Tandis que mon regard parcourait l’horizon, je me suis retrouvé nez-à-nez avec le pont sans issue. Il était là, une tache dans ce décor champêtre de bons vivants. Il m’attendait mais n’avait rien à faire ici. Je me suis même demandé s’il était réel. J’ai été attiré jusqu’à lui, d’une façon ou d’une autre, malgré le vent qui tentait de me repousser. Je ne me suis pas défilé, j’ai tenu tête et j’ai avancé. Le pourquoi et le comment ne m’ont pas traversé l’esprit. Pour tout dire, je crois que l’espace de quelques minutes, mon esprit m’a abandonné. Quand je suis revenu à moi, j’étais assis au bord du pont, là où l’eau est si profonde que l’on peut s’y cacher. Mes mollets pendaient et mes chaussures de marche effleuraient la surface de l’eau. Le dos voûté, j’ai exploré l’environnement de mes yeux. Le soleil siégeait à ma droite, partiellement couvert par de grands arbres en forme d’épées. Les nuages avaient ce tempérament que je préférais : petits et blancs comme neige, faciles à dessiner. Un ciel bleu turquoise, une couleur de fiction, occupait tout l’espace, imposant.

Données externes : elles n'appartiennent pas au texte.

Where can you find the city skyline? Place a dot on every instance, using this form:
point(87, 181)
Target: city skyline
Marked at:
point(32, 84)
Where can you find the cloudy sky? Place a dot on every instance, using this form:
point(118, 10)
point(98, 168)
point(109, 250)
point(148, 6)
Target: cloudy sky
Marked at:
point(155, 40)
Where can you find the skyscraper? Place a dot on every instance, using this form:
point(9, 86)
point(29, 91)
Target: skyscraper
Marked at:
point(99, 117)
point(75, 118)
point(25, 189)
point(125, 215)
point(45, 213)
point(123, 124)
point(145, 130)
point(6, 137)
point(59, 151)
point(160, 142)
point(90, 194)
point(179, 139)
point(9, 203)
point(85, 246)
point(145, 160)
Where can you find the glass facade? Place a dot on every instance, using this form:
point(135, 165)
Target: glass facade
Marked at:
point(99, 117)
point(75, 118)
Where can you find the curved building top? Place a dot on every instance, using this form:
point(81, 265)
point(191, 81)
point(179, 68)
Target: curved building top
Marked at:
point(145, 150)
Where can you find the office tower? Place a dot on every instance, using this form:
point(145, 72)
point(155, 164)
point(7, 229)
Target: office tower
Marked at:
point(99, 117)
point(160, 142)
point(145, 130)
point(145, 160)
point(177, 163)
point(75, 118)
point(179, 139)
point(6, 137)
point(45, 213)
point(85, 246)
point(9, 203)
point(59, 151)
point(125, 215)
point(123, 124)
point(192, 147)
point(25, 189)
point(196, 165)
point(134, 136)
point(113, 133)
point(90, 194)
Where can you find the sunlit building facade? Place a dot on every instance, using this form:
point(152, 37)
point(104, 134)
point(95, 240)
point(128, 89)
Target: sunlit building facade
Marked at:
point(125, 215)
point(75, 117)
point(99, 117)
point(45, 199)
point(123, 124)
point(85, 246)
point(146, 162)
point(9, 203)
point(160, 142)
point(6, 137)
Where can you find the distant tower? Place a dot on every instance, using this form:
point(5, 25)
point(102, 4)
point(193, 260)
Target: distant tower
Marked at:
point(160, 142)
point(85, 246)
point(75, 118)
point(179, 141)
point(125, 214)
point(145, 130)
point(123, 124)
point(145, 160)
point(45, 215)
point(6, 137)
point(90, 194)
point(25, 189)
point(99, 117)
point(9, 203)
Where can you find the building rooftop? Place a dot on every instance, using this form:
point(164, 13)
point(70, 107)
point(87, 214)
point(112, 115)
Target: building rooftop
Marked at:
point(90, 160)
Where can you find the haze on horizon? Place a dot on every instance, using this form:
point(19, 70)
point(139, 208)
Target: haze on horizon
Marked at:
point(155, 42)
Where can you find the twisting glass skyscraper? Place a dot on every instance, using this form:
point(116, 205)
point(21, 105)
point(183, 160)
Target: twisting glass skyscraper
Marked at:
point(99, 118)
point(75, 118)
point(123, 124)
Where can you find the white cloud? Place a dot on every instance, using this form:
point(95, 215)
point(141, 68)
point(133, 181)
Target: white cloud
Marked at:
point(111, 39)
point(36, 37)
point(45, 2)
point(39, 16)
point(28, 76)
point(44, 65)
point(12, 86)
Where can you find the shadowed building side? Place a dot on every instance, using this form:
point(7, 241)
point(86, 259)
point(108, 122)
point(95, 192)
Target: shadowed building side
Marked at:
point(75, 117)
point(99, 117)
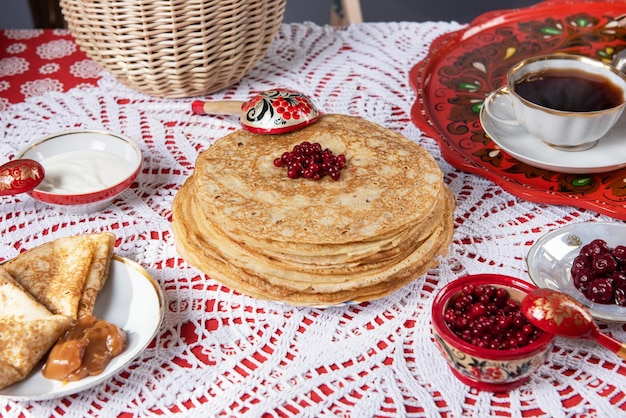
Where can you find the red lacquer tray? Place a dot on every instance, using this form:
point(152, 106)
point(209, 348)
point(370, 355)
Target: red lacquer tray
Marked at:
point(463, 67)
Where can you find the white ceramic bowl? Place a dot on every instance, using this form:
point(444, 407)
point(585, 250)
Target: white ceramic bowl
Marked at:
point(84, 169)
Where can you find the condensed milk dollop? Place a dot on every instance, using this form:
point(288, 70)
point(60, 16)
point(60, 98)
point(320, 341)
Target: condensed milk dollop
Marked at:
point(85, 350)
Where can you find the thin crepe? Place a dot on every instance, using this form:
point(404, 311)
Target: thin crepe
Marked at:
point(27, 330)
point(66, 274)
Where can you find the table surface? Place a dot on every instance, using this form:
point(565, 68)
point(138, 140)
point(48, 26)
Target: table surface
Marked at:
point(219, 353)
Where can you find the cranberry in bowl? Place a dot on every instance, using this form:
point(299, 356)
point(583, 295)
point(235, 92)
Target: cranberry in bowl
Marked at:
point(483, 335)
point(84, 170)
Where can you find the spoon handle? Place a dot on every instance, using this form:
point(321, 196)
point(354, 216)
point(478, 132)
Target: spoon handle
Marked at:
point(612, 344)
point(225, 107)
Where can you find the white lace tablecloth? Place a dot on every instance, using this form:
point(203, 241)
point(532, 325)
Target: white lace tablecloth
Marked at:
point(219, 353)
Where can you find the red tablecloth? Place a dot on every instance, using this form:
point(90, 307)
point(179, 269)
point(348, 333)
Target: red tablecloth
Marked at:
point(33, 62)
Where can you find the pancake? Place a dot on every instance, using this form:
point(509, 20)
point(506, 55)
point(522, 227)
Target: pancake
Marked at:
point(66, 274)
point(390, 183)
point(243, 222)
point(27, 330)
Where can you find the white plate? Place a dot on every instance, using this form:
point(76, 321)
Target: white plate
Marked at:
point(609, 154)
point(130, 299)
point(551, 257)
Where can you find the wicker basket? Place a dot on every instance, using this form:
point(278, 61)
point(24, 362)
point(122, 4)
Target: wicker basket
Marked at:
point(175, 48)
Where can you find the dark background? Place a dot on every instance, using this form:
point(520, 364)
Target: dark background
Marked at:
point(16, 13)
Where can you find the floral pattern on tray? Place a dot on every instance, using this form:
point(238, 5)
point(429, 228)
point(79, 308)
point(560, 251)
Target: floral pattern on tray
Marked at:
point(463, 67)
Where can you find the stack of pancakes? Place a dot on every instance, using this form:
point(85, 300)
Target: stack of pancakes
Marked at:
point(245, 223)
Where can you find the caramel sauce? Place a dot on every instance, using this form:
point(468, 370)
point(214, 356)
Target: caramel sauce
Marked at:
point(85, 350)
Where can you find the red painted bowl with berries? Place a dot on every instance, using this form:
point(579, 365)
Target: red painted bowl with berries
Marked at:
point(482, 333)
point(587, 261)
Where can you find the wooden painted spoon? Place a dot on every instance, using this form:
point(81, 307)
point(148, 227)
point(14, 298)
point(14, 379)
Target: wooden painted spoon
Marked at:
point(20, 176)
point(275, 111)
point(560, 314)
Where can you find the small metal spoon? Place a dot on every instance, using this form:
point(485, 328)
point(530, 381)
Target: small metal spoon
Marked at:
point(560, 314)
point(271, 112)
point(20, 176)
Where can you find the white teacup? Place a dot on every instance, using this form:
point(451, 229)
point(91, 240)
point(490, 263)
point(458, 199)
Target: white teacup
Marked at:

Pas un avion ne venait gâcher cette toile immaculée, ni eux ni leur panache brumeux. Soudain, les soubresauts de deux canards m’ont surpris. Je les ai regardés battre des ailes, j’ai observé leurs palmes courir sur l’eau, jusqu’à ce qu’ils prennent leur envol. L’un des deux a rattrapé l’autre et ils ont fini par se chamailler. Leur caprice a fait voler en éclat le silence qui régnait en maître. Il a suffi de deux petits canards pour qu’il s’échappe. Le silence est bien peureux, mais j’appréciais sa compagnie. Peut-être qu’il reviendra, ai-je pensé.
Ensuite, le vent s’est amusé à remuer l’eau, éclaboussant mes chaussures à son passage. Il l’a fait exprès, l’insouciant qui n’écoute rien ni personne. Il en profitait pour balayer mes cheveux maigres et cassants. Leurs frottements m’ont fait penser à de la paille. Je me rappelle de ce détail parce que j’ai eu la sensation de m’être transformé en épouvantail. À quoi sert un épouvantail sur un point d’eau ? En plus, je ne voyais aucun poisson à surveiller, seulement quelques canards et l’arrivée des avions. Après le départ des oiseaux, je me suis demandé ce que je faisais là. Le « pourquoi » et le « comment » ont refait surface et je n’avais aucune envie de me confronter à eux. Pour une fois que je trouve un endroit qui me tire de mes remords quotidiens, il a fallu que je revienne à la raison. Pourtant, quand je suis assis sur ce pont, je me sens au bord d’un précipice. Je suis libre de sauter. Je suis libre de contempler le paysage, de dormir le dos droit ou de parler tout seul. À cet endroit précis, l’air change de parfum, l’atmosphère s’éclaire et gagne en légèreté, ce qui me procure le plaisir de flotter entre les abysses et les rêves. Je n’ai plus besoin de respirer et je n’ai plus mal au dos. Je n’ai pas ressenti une telle quiétude depuis… Je me répète, je le sais, et les pages me manquent aussi. C’est plus fort que moi, je suis retourné m’asseoir sur le pont les deux jours suivants.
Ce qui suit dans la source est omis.